アルサーガパートナーズ株式会社 代表取締役社長 CEO/CTO

小俣泰明

Taimei Omata

お金は大事。仕事は何でもやる。でも魂は売らない。

小俣泰明

略歴

日本ヒューレット・パッカードやNTTコミュニケーションズなどの大手ITベンダーで技術職を担当し、ネットワーク構築からシステム運用までを幅広く担当。その後、ITベンチャー企業に参画し、多くのサービス開発に携わり、取締役兼CTOへ就任。
2012年には自身でITベンチャー企業を創業し、設立から3年で180名規模にまで成長させた。2016年、ITサービス戦略開発会社アルサーガパートナーズ株式会社を設立。日本全国のDX事業の成功をミッションとし、コンサルティングから開発、保守・運用までをワンストップで提供している。

現在の仕事についた経緯

もともと独立志向があったわけではなく、20代の頃はとにかく大企業に入りたいと考えていました。
結果的にNTTコミュニケーションズに入社して当初の目標は果たせたのですが、しばらくすると、自分の理想とは大きなギャップがあることに気づき始めました。
大手企業ではよくあることですが、仕事の全体感の把握が難しく、良いアイデアが浮かんでもなかなか実行に移しにくいといった点がありました。自分が取り組んでいる仕事はただの歯車の一つだという意識がどんどん強くなり「なんのために働いているんだろう?」と、自分の存在意義を疑うようになっていました。
そのタイミングで、ベンチャー企業に転職した先輩から「お前もベンチャーに向いているはずだから来いよ」と誘ってもらい、思い切って転職。
結果的にその判断は正しく、自分の頑張りが業績に直結するベンチャー業界は私の肌に合うものでした。そこからいろんな会社を転々とすることになるのですが、最後に勤めた企業で能力が評価され、取締役のポジションへ就任することになりました。
しかしまだまだ上を目指したいという想いは消えず、それなら社長になるしかないと自分の会社を立ち上げました。

仕事へのこだわりと目標

「仕事は何でもやる。でも魂は売らない」ということです。
というのも、お客様が新しいITサービスを作りたいと相談に来られて、いざ話を聞くと、作らない方が良いというケースがよくあるからです。そういう場合は、開発の話は無しにして、既存のツール導入をおすすめしたり、別の提案をしたりします。
自社の売上だけ考えるなら、お客様に言われた通りのシステムを開発していれば良いのですが、我々はそれをしない、ということですね。それは私がソフトウェア産業にこだわりを持っているからとも言えます。
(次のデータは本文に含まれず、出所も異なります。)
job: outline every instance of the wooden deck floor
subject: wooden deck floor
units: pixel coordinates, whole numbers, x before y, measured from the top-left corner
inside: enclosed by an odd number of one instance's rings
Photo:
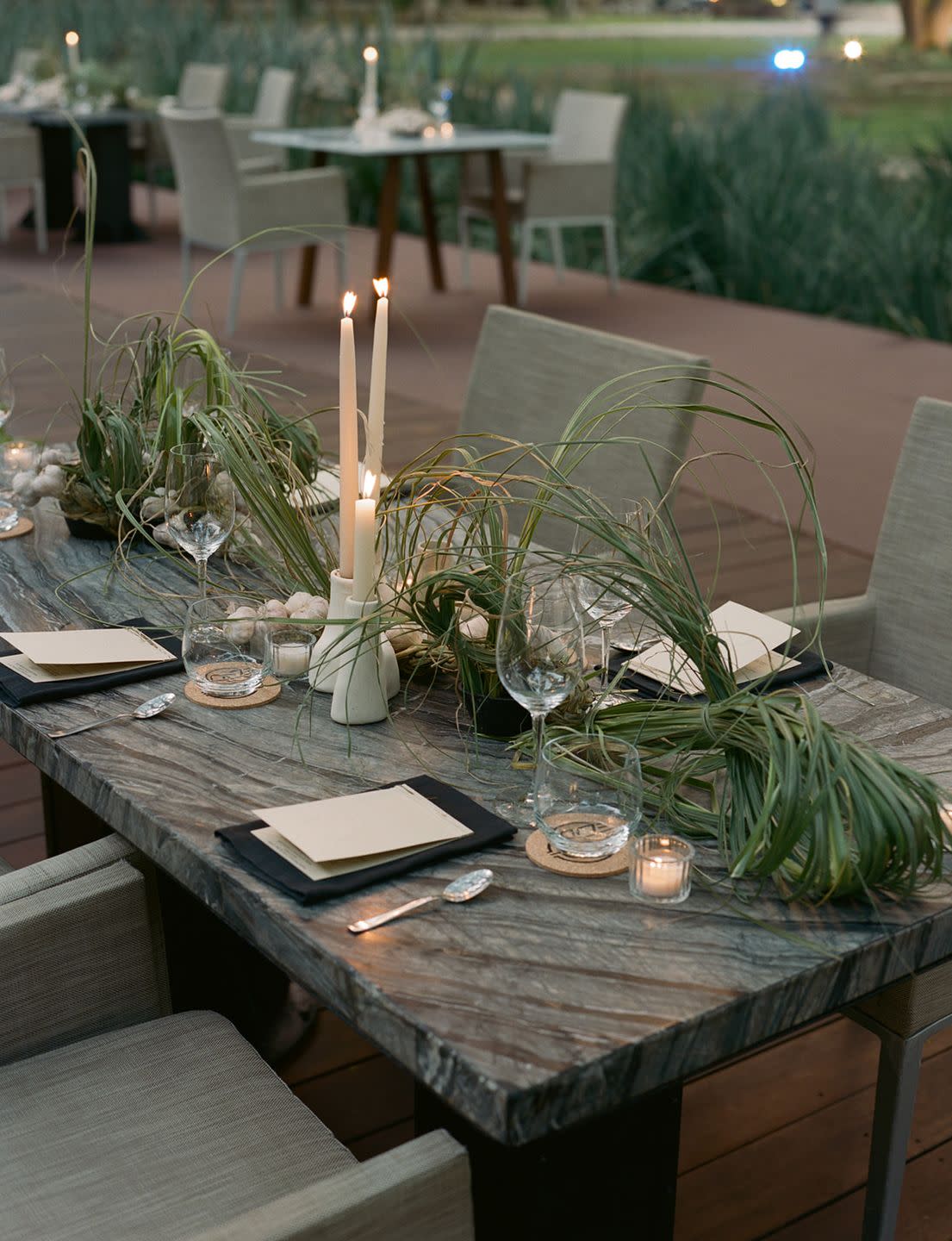
[[[62,325],[50,302],[0,289],[4,331],[29,338],[29,352],[53,354]],[[7,313],[20,299],[21,313]],[[20,356],[25,356],[24,350]],[[76,364],[72,359],[71,365]],[[315,376],[297,374],[310,387]],[[326,380],[326,377],[325,377]],[[30,402],[52,411],[61,397],[30,379]],[[58,381],[57,381],[58,382]],[[57,391],[61,392],[61,388]],[[393,457],[408,457],[433,433],[447,429],[447,412],[418,398],[391,426]],[[786,535],[761,516],[683,491],[679,526],[704,581],[717,560],[716,598],[755,607],[789,601]],[[715,521],[716,517],[716,521]],[[808,549],[803,549],[808,551]],[[803,557],[804,563],[811,561]],[[830,593],[859,593],[869,557],[830,549]],[[812,597],[808,572],[801,582]],[[43,854],[38,777],[12,751],[0,747],[0,856],[27,865]],[[849,1241],[859,1236],[863,1181],[873,1112],[876,1044],[842,1019],[822,1023],[688,1085],[678,1196],[678,1241]],[[952,1034],[927,1049],[918,1093],[904,1207],[901,1241],[950,1241],[952,1195]],[[402,1070],[324,1011],[312,1037],[283,1066],[295,1092],[360,1157],[405,1142],[412,1129],[412,1085]]]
日本はもともとハードウェア開発に強く、ガラケーの時代から防水機能を搭載するなど優れた技術力を持っていました。しかしソフトウェア開発の技術力が滅法弱いために、スマートフォンの時代になってからは海外企業に徹底的に打ちのめされてしまいました。
今後日本はそれを教訓として、ソフトウェア開発力を高め、ハードウェアと1セットで売っていくという考えを持っていないといけないと思います。だからこそ私は、自社の売り上げだけを考えるのではなく、お客様や業界全体への貢献に繋がるような仕事を意識しています。
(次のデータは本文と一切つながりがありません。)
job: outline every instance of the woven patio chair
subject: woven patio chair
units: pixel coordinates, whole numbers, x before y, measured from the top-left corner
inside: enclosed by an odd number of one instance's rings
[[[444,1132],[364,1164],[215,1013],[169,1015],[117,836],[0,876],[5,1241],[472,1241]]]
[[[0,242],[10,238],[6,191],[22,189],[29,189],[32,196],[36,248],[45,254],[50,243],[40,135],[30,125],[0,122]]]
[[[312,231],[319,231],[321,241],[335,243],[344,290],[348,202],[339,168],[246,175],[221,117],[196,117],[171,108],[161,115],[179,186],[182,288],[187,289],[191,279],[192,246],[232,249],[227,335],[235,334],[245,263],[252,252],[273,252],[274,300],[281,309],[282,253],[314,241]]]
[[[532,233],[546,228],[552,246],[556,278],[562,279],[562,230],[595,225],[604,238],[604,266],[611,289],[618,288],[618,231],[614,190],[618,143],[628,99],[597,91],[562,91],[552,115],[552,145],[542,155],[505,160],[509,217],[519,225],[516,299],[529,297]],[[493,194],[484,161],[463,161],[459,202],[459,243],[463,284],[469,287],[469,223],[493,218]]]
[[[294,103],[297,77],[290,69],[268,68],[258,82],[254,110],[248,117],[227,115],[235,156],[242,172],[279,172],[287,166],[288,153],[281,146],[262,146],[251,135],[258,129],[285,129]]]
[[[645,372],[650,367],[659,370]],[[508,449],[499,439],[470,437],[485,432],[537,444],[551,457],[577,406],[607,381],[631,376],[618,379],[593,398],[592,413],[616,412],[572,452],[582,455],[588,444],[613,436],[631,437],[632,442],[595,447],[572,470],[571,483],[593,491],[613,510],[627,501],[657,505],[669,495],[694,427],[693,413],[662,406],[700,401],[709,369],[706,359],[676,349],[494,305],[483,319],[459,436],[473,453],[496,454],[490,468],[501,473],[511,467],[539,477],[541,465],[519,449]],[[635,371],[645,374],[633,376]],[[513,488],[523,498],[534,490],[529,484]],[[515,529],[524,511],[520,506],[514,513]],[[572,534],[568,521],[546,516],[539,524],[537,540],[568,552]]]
大きな展望としては「ITゼネコン」と呼ばれる多重下請け構造を改善していきたいと思っています。
大手ITベンダーがプログラミングやインフラ構築業務を下請け企業に発注するこの体制がまかり通っていると、結果的に労働環境の悪化や、日本国内のIT技術力の衰退にも繋がります。
また、そういう意味ではオフショア開発も見逃せない問題です。オフショアとは日本よりも給与水準の低い発展途上国などにIT開発業務を委託することで、人件費削減の面では確かに効果的な方法です。
しかしオフショア開発を増やしていった結果、IT技術がどこに残るのかと言えばそれは日本ではなく、委託を受けた外国なんですよね。海外から見ても、コストが低いのであれば最初から直接受託国に依頼するという流れになってしまいます。
日本は資源国ではないので、製造業を含め、モノづくりができる力を蓄えておかないと、先の経済が本当に悲惨な状態になってしまいます。
それを防ぐためにも、私はソフトウェア開発を日本の産業として残さなくてはいけないと思いますし、同時に、IT技術力をしっかりと国内に残していけるような組織を造っていきたいと考えています。

若者へのメッセージ

人間が一番幸せを感じられる瞬間は、自分の価値を提供できたときです。
だから、自分にしかできないことがある人はもちろん強みになりますが、そうじゃなくても、自分ができることをたくさん持っておく、増やしておくというのは大切だと思います。
たとえば、料理ができるようになる、ゲームがうまくなる等、なんでもいいんです。
もし映画が好きな人なら、レビューがたくさんできるようになれば、人から「詳しいね!」と褒められたり「おすすめの映画ある?」と意見を聞かれたりすると思います。
つまり、できることが増えるというのは、それだけ人に価値を与えられて、幸せな気持ちになるための手数が増えるということだと覚えておいてください。「TikTokが超好き!」とかでも良いんですよ。
ぜひ意識して取り組んでみてください。